Simak santai olahkata “Beri Petani Traktor Tangan, Bukan Beras Impor”. Wajar kalau masih ada Operasi Pasar, agar ketersediaan beras di pasar bebas, tidak minimal. Artinya, rakyat sudah tidak bisa merasakan nikmatnya beras impor. Petani menjadi sejahtera. Jargon “kalau mau sejahtera, jangan jadi petani” sudah usang.  Jangan dimodifikasi menjadi “kalau rakyat ingin makmur dan sejahtera, jadilah wakil rakyat”.

Tak mau kalah unjuk olahkata, buka cepat “traktor tangan bantuan presiden vs ketahanan tangan petani”.  Sayangnya, di Buku I, II, dan III RPJMN 2015-2019, frasa “traktor tangan” tidak muncul. Yang muncul malah kata “kontraktor”.

Karena RPJMN 2015-2019 merupakan penjabaran Trisakti dan Nawa Cita andalan kampanye Jokowi plus/minus JK, maka sejak tahun pertama presiden langsung bagi-bagi traktor tangan ke petani di Indonesia.

Cita-cita luhurnya, adalah agar produktivitas panen padi meningkat menjadi 7-8 ton Gabah Kering Giling (GKG). Sejauh ini rata-rata panen skala nasional 5,2 ton GKG.

Dari hasil pengendusan tim sukses, relawan, garda terdepan pendukung, kawanan loyalis Jokowi, dengan survei tanpa survei, fakta saji cepat, dapatlah disimpulkan bahwa keprigelan tangan petani meningkat.

Cukup 3 (telu) judul olahkata yang jadi acuan cepat. Yang ketiga, “suksesi politik pangan, sertifikasi lahan+traktor tangan+ . . .”. Petani memang tidak bermain di lapangan hijau. Lebih dari itu. Mengolah tanah dengan modal tenaga, ayunan cangkul. Modal naik, punya kerbau si pembajak sawah. Dukungan pemerintah, dengan traktor tangan bantuan presiden. Ditambah kebijakan pemerintah yang menambah kepemilikan luas lahan tani.

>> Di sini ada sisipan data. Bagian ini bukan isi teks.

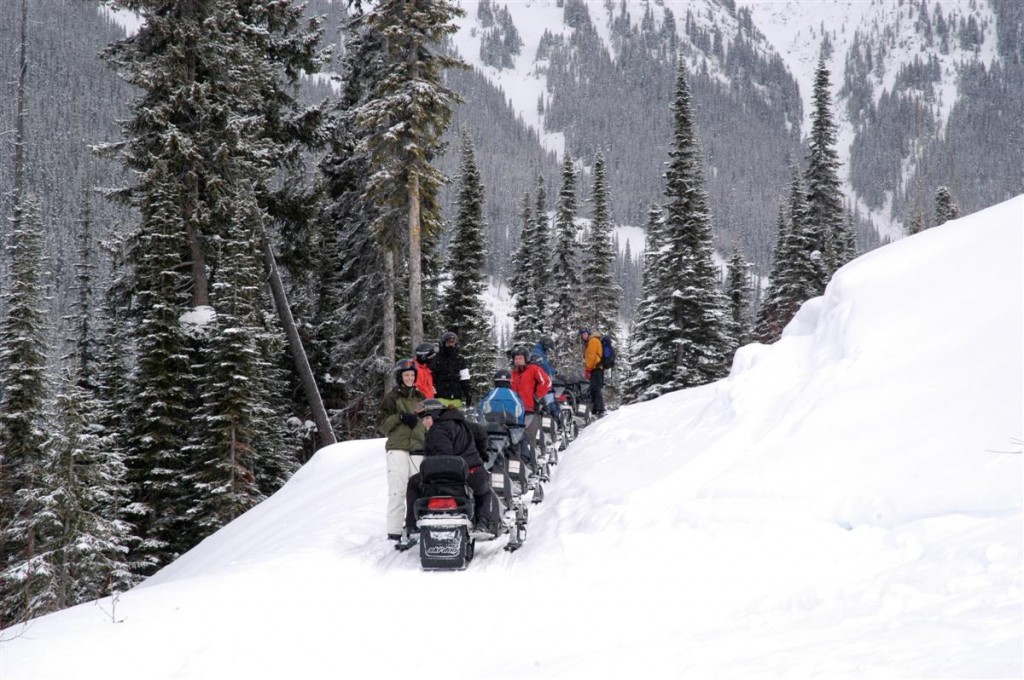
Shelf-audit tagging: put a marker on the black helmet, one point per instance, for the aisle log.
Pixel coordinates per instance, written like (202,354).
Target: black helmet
(401,367)
(425,351)
(432,408)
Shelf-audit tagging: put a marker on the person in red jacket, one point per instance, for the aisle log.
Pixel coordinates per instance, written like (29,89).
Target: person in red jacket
(531,384)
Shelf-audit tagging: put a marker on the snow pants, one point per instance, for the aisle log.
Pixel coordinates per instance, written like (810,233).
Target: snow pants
(400,466)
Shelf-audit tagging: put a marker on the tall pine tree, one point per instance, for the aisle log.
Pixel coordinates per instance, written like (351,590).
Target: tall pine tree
(652,355)
(87,490)
(464,310)
(404,119)
(797,266)
(524,313)
(945,207)
(824,217)
(737,289)
(600,301)
(26,524)
(352,286)
(566,284)
(700,336)
(216,118)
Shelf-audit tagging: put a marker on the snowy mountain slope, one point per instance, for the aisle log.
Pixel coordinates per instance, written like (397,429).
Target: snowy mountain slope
(895,34)
(847,503)
(797,30)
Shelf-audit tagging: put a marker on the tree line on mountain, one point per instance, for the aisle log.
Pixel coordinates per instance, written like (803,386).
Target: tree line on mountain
(174,409)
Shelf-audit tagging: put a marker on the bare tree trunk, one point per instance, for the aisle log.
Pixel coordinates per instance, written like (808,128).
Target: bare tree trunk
(390,323)
(201,285)
(295,344)
(415,262)
(23,72)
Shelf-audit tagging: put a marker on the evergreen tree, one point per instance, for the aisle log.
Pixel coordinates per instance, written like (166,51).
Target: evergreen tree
(524,313)
(216,119)
(700,337)
(26,526)
(87,493)
(84,340)
(464,310)
(737,289)
(652,352)
(797,271)
(824,219)
(542,256)
(162,382)
(353,285)
(238,432)
(567,290)
(404,119)
(915,223)
(945,207)
(600,301)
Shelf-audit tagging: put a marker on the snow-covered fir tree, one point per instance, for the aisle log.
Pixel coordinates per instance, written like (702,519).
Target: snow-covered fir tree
(602,294)
(652,351)
(521,284)
(542,255)
(215,115)
(463,308)
(700,337)
(88,492)
(945,207)
(161,387)
(352,285)
(81,317)
(797,266)
(737,290)
(26,522)
(403,119)
(567,288)
(237,432)
(824,218)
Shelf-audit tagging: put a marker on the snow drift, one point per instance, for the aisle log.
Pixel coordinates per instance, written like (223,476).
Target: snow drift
(847,503)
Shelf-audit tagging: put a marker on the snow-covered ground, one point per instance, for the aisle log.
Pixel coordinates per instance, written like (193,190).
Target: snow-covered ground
(846,504)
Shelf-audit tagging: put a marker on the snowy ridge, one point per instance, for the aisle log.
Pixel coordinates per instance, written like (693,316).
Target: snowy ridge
(846,504)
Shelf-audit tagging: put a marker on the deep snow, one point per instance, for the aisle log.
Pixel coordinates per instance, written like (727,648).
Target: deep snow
(847,503)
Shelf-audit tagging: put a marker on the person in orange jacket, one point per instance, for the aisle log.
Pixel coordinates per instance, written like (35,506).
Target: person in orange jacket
(593,371)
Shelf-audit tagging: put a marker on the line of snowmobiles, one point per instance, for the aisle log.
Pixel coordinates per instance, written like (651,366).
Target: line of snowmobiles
(446,534)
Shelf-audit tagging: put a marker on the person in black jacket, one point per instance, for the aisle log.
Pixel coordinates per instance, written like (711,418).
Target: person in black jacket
(450,434)
(451,373)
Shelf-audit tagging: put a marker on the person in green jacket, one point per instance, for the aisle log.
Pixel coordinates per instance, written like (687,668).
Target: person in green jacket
(403,448)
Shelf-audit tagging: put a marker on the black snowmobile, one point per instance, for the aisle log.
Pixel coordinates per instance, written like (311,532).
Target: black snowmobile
(444,514)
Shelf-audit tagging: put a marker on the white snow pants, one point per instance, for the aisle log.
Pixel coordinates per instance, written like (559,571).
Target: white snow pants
(400,466)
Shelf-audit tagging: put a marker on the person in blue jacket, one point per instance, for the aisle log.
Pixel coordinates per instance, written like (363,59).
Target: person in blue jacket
(543,346)
(502,405)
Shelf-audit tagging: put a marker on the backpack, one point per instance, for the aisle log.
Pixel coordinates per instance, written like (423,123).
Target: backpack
(607,352)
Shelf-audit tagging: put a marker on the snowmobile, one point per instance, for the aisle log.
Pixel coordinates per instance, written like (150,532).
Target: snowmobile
(444,515)
(572,393)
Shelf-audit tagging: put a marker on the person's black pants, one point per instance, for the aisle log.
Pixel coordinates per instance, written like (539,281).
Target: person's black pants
(483,500)
(596,387)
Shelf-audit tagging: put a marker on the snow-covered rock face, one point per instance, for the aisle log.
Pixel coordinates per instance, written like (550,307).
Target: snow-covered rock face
(847,503)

Asas P4T alias penguasaan, pemilikan, penggunaan, pemanfaatan tanah.

Petani sejahtera sebagai indikator utama, pokok keberhasilan swadaya pangan. Soal masih terjadi praktik impor pangan, itu masalah etika perdagangan dunia. Posisi dan nilai tawar Indoesia selalu mudah ditawar sampai ambang bawah.

Nasib tani sudah menjadi obyek/subyek serikat pekerja tani, asosiasi tani, ormas tani, kelompok sadar tani sampai kementan. Termasuk ada hari tani nasional. Kurang apa lagi.

Bergegas menutup olahkata ini. belum mengakhiri. Seberapa sedikit konflik agraria muncul di tiap desa atau sebutan lainnya. Tipikalisasi kasus, lagu lawas yang didaur ulang, rakyat di satu pihak akan berhadapan dengan koalisi penguasa dengan pengusaha.

Jelas fakta, ada nomenklatur berbasis sesuai judul ada di beberapa K/L maupun pihak swasta. Berita baik tentang konflik agraria, menjadi hasil pertimbangan redaksi. Dalil komersial jurnalis. Apa ruginya mengkabarkan.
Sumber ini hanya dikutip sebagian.